Student’s first novel peels back layers of friendship, her second will tackle racism
In brief:
- Jean Chen Ho, a student in the PhD in Creative Writing and Literature program at USC Dornsife, discusses how her studies helped her develop her critically acclaimed first novel.
- Fiona and Jane (Viking, 2022), paints an intimate portrait of a long friendship between two Taiwanese American women.
- Ho is researching her next book, which covers the Los Angeles Chinatown massacre of 1871.
- She believes the violent historical event sheds light on the spike in anti-Asian racism during the pandemic.
Jean Chen Ho, a student in the PhD in Creative Writing and Literature program at USC Dornsife College of Letters, Arts and Sciences, published her first novel, Fiona and Jane (Viking) in January to widespread critical acclaim.
Ho recently spoke to Pulitzer Prize winner Viet Thanh Nguyen, University Professor, Aerol Arnold Chair of English and professor of English, American studies and ethnicity and comparative literature at USC Dornsife, about her book, an intimate portrait of a decades-long friendship between two Taiwanese American women.

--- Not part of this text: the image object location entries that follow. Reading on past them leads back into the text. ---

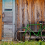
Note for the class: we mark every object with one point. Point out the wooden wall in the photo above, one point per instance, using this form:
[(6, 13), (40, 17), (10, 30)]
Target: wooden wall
[(0, 19), (29, 10)]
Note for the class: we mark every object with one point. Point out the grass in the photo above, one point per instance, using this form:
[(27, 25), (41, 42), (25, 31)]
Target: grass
[(24, 43)]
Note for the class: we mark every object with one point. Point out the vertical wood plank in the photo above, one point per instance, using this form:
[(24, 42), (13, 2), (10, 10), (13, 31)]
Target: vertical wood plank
[(25, 10)]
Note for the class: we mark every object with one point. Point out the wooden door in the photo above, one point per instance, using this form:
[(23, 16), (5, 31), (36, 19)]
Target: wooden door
[(0, 19)]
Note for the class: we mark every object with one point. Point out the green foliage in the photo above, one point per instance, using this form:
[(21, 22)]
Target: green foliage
[(24, 43)]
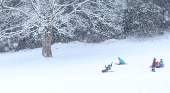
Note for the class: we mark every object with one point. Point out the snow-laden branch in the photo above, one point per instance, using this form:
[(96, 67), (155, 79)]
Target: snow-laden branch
[(5, 8)]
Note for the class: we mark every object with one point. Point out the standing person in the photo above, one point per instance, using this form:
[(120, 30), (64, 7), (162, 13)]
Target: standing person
[(160, 64), (154, 64), (121, 61)]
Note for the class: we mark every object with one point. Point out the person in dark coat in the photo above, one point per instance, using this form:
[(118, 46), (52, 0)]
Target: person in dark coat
[(154, 64), (107, 68)]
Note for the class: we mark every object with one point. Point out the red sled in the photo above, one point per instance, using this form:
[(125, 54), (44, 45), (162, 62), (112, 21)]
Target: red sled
[(157, 63)]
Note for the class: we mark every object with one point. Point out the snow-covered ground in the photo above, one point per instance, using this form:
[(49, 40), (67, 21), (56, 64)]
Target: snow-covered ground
[(76, 68)]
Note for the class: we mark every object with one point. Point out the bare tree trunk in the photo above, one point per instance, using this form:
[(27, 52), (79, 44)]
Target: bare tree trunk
[(46, 51)]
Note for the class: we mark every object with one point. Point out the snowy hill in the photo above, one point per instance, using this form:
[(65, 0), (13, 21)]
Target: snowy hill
[(76, 68)]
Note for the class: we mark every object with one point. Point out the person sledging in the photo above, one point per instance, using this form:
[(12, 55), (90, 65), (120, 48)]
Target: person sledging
[(160, 64), (154, 65), (107, 68), (121, 62)]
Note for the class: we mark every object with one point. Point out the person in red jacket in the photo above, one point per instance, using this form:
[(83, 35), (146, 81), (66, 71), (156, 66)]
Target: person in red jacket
[(154, 64)]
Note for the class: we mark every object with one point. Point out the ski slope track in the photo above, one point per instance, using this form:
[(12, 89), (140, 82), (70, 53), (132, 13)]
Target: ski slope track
[(76, 68)]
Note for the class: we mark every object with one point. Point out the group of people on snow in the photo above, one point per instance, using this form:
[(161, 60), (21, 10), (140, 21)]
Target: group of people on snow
[(121, 62)]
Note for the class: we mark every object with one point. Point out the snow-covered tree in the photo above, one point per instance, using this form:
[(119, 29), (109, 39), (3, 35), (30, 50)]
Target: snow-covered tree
[(68, 17)]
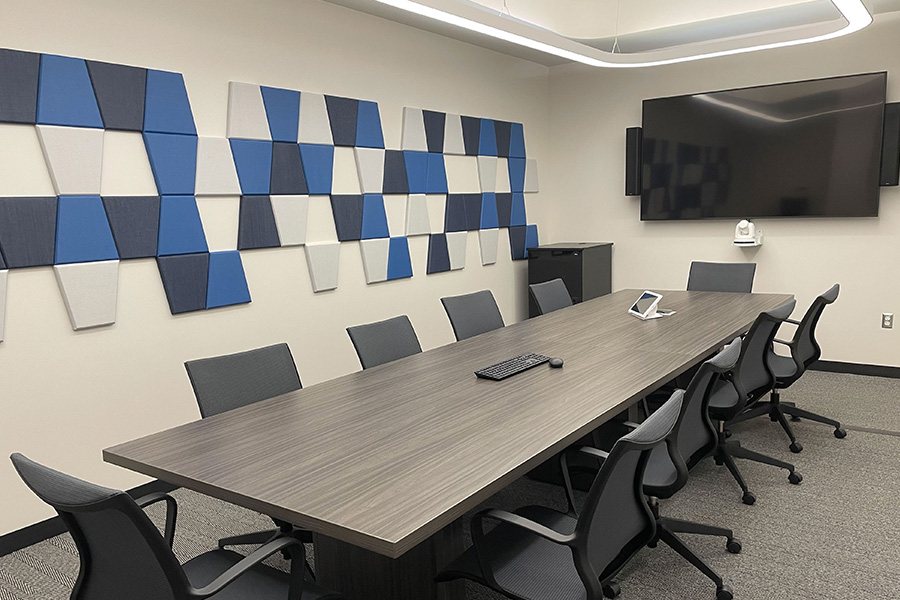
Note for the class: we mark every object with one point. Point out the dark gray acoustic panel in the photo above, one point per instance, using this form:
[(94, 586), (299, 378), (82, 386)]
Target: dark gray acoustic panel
[(18, 86), (120, 92)]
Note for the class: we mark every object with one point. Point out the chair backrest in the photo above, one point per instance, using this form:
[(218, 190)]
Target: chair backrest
[(721, 277), (121, 551), (616, 520), (550, 295), (473, 314), (226, 382), (384, 341)]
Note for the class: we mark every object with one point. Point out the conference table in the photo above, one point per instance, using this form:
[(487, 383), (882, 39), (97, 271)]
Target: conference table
[(380, 464)]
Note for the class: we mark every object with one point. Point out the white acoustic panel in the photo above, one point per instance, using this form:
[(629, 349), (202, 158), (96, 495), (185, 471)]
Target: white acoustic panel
[(456, 246), (90, 291), (323, 259), (314, 126), (246, 112), (488, 240), (375, 255), (291, 213), (462, 174), (23, 169), (345, 178), (75, 158), (370, 168), (413, 136), (216, 175), (531, 180)]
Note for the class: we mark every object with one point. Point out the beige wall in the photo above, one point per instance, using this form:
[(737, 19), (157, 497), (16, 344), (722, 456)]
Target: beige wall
[(590, 110), (66, 395)]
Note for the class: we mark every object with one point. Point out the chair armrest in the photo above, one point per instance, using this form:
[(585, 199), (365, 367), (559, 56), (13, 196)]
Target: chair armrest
[(171, 512)]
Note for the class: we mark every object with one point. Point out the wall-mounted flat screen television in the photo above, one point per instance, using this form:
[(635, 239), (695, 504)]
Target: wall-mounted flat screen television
[(806, 148)]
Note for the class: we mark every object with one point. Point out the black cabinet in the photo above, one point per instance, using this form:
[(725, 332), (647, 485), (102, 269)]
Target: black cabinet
[(586, 269)]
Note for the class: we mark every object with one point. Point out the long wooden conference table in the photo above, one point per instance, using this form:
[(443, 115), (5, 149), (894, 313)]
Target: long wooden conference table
[(380, 464)]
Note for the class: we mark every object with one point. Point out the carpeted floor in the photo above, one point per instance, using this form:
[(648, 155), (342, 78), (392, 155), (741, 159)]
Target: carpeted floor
[(834, 537)]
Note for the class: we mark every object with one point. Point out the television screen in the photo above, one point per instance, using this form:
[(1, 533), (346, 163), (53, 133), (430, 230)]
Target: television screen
[(807, 148)]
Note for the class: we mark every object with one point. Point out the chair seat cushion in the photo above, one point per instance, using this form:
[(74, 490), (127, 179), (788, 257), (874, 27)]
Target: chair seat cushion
[(525, 564)]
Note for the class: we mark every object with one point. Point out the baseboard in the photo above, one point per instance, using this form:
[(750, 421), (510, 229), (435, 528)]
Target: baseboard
[(833, 366), (28, 536)]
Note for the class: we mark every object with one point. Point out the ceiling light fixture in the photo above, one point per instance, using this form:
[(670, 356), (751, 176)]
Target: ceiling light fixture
[(470, 16)]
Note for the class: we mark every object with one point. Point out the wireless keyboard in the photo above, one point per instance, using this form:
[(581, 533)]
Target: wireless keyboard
[(511, 366)]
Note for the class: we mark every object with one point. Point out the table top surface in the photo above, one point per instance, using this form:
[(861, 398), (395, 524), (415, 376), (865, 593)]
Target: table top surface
[(385, 458)]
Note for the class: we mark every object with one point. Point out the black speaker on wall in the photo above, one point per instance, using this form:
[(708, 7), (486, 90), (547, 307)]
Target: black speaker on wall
[(633, 175), (890, 149)]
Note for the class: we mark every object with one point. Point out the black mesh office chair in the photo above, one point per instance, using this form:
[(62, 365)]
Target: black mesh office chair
[(227, 382), (472, 314), (805, 351), (542, 554), (384, 341), (550, 295), (721, 277), (749, 380), (123, 556)]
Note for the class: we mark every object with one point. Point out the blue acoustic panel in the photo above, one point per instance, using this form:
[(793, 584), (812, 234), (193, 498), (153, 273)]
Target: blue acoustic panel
[(185, 280), (516, 141), (399, 263), (166, 105), (135, 224), (18, 86), (28, 231), (489, 218), (434, 130), (395, 181), (471, 134), (436, 176), (455, 213), (374, 223), (342, 112), (257, 227), (120, 92), (487, 139), (347, 212), (65, 94), (253, 161), (180, 227), (517, 241), (82, 231), (287, 170), (438, 254), (368, 126), (517, 175), (502, 131), (504, 209), (173, 159), (282, 112), (318, 167), (227, 284)]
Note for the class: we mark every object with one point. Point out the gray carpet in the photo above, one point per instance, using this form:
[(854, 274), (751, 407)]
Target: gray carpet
[(833, 537)]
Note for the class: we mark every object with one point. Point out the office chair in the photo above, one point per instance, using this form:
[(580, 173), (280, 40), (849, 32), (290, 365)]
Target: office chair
[(550, 295), (384, 341), (123, 555), (543, 554), (749, 380), (472, 314), (805, 351), (227, 382), (721, 277)]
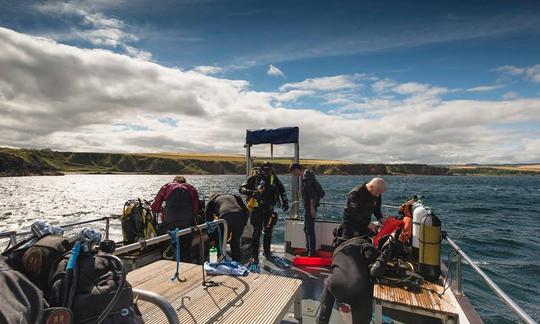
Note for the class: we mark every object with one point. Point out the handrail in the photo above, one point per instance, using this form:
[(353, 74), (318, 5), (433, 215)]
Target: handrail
[(166, 237), (13, 234), (496, 289)]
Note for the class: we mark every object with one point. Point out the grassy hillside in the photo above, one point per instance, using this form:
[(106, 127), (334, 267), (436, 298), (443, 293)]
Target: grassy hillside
[(30, 162), (502, 169)]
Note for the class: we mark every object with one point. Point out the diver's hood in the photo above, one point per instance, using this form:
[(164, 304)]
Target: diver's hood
[(308, 174)]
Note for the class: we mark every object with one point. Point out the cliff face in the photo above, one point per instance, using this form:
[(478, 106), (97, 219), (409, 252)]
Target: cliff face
[(12, 164), (29, 162)]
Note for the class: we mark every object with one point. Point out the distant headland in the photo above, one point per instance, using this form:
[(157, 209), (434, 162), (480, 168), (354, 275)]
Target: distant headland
[(22, 162)]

Viet Thanh Nguyen: A lot of the hype we see is either about very famous older authors or soon-to-be famous younger authors, and you fall in between. Why did it take you so long?

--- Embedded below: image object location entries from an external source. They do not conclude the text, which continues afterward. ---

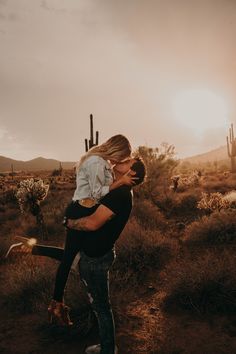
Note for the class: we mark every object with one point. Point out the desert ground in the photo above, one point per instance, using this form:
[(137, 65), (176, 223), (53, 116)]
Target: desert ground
[(173, 285)]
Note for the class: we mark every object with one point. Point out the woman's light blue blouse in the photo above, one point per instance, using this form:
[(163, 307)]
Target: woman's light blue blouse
[(93, 179)]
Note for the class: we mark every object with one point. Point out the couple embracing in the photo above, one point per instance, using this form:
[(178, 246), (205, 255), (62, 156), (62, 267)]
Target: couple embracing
[(94, 220)]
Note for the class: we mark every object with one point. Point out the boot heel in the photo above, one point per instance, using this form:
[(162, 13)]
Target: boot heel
[(49, 317)]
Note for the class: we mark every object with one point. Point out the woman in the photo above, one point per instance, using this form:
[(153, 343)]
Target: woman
[(94, 180)]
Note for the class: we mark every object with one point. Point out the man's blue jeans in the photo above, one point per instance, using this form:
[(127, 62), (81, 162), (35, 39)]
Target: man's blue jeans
[(94, 273)]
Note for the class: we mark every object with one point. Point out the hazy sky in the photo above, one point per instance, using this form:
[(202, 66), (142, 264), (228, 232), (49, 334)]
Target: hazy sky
[(154, 70)]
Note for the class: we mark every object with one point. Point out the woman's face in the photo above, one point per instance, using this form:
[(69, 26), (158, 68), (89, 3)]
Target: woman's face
[(124, 167)]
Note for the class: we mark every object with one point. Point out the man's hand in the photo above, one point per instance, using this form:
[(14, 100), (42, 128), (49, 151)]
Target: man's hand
[(92, 222), (128, 178)]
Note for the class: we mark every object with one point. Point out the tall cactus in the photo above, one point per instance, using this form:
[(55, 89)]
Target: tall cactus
[(12, 171), (231, 147), (89, 144)]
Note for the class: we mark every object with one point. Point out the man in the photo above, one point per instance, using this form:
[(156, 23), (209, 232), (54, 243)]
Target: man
[(103, 228), (99, 233)]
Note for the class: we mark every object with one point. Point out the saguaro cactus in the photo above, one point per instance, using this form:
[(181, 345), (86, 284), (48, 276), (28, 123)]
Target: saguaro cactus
[(89, 144), (231, 147)]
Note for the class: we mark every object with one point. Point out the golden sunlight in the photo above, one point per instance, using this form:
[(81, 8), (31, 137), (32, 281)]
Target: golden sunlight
[(200, 110)]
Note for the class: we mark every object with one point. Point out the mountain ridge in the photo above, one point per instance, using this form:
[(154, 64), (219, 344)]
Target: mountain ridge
[(42, 163)]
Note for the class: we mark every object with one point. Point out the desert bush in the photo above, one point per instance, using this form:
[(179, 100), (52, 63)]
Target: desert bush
[(213, 201), (160, 163), (179, 204), (149, 215), (205, 285), (217, 229), (140, 251), (28, 284)]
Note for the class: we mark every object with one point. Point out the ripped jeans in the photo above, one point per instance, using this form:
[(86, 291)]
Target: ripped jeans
[(94, 273)]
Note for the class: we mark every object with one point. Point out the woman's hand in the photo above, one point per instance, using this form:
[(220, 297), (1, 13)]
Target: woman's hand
[(128, 179)]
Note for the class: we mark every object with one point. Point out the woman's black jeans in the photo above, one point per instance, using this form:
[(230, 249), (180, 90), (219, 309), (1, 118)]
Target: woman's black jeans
[(94, 273), (72, 247)]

Jean Chen Ho: I think it took me so long to actually start writing fiction because, honestly, I didn’t have very much to say. When I was in my 20s, I was too busy living my life. I didn’t have the wherewithal or the discipline at that point in my life to write a novel. I started my MFA in creative writing in my 30s. I wanted a way to continue my scholarly research, so I entered the PhD program in creative writing at USC Dornsife at age 35. The last six years have been a wonderful education and a really wonderful way to support my writing. I couldn’t have done it without USC Dornsife.
VTN: There are literally hundreds of master’s of fine arts in creative writing programs throughout the country, where you spend one to three years writing a creative thesis. But at USC Dornsife, we have a PhD program. Part of what’s unique about it is that you have to write a creative thesis and a critical thesis. The creative thesis is this book that’s just come out, Fiona and Jane.

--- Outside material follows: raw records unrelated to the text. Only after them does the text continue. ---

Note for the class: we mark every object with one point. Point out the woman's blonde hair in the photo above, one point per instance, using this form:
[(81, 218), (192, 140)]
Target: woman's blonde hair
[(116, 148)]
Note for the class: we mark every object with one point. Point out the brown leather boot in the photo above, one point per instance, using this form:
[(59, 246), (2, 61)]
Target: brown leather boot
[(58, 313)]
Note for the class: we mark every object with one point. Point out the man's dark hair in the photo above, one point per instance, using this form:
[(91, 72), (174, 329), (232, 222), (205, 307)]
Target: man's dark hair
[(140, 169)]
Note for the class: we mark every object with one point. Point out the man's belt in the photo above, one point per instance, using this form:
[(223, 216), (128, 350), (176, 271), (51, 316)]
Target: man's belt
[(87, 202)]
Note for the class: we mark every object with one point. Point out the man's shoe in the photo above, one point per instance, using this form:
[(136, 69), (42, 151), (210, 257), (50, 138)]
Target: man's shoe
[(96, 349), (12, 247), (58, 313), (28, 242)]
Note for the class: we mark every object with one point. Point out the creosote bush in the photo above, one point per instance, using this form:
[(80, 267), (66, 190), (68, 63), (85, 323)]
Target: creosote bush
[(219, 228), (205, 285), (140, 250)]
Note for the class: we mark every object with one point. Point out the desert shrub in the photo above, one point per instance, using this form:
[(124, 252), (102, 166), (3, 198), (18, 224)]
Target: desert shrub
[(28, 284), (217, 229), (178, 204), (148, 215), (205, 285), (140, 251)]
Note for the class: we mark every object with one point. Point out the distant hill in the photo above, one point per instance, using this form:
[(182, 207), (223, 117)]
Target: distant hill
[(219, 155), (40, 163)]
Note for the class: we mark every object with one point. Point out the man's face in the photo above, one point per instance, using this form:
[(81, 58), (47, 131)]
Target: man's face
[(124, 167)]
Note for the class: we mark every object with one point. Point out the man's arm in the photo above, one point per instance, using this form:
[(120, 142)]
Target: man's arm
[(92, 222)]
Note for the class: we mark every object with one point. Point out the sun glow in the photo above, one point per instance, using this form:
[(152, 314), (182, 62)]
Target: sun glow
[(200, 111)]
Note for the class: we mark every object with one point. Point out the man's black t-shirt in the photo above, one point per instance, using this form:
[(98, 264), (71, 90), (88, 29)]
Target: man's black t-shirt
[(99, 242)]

JCH: This collection of 10 linked stories is about a span of 20 years in the friendship of two Taiwanese American women growing up in Southern California, how they grew apart and then, how in their 30s, come back together and have to figure out how to be friends again. Through this long friendship, the book explores identity, heartbreak, romance and sexuality.
VTN: The book is set in Southern California, so if you’ve lived or grown up here, you’ll recognize a lot of the landmarks.
JCH: I love L.A. I grew up in the suburbs of L.A. and I wanted to write about some of those places that I’ve seen and that I feel perhaps haven’t been represented in literary fiction.
VTN: You were one of the cool kids in high school, am I guessing right?
JCH: I went to an academically rigorous high school, touted as one of the top five public schools in California, and to be considered cool in that context was to be a very good student. I just wanted to hang out with my friends, that was what was cool to me. But I also took books very seriously from a young age. So, in some ways, I was also a big nerd.
VTN: There’s a wonderful way in which the stories you’ve woven out of your imagination are both very specific to a place and a people, but also resonate greatly beyond that. Here at USC Dornsife’s creative writing PhD program, you also have to write a critical thesis.
JCH: I have this wonderful opportunity here to do archival research in and around L.A. because the next book that I want to write is going to take place in the 19th century and is about the first Asian American pioneers to settle in Southern California. I’m writing about the formation of L.A.’s [original] Chinatown, where Union Station is today. Part of what I’m interested in is where history meets fiction and memoir — how what’s written by somebody of that time trickles down into what we take as historical record.
In October 1871, during a shootout between two Chinatown gangs over a woman, an errant bullet struck a white rancher. Because of fomenting anti-Asian sentiment, news spread that a Chinese gunslinger had shot a white rancher. An angry mob formed and 20 Chinese men and boys were lynched that night and dragged through the streets. There were convictions, but because of a clerical error, the men were released.
I’m researching how that story came to be told and asking questions about what can we take as truth. And what can we take as perhaps more of a poetic kind of truth when it comes to stories like these.
VTN: What we’re dealing with today is nothing like what they were dealing with in 1871. Look at L.A — L.A. would be gutted without its Asian American population. So, things have changed for the better, at least from an Asian American perspective. Yet we still see a persistence of anti-Asian violence throughout this country. What do you make of that?
JCH: We’ve been living through this pandemic era for the last two years. I think in moments of crisis like this, it’s easy to find a scapegoat. It’s disheartening. But I think that if we can look at it in the long-term historical context, it’s not new. This is part of the narrative of this country that needs a villain. Who that villain is often shifts at different times. Perhaps this is very optimistic or even naïve, but I think writing fiction about ordinary Asian American people and presenting them as fully human can perhaps shift some of that.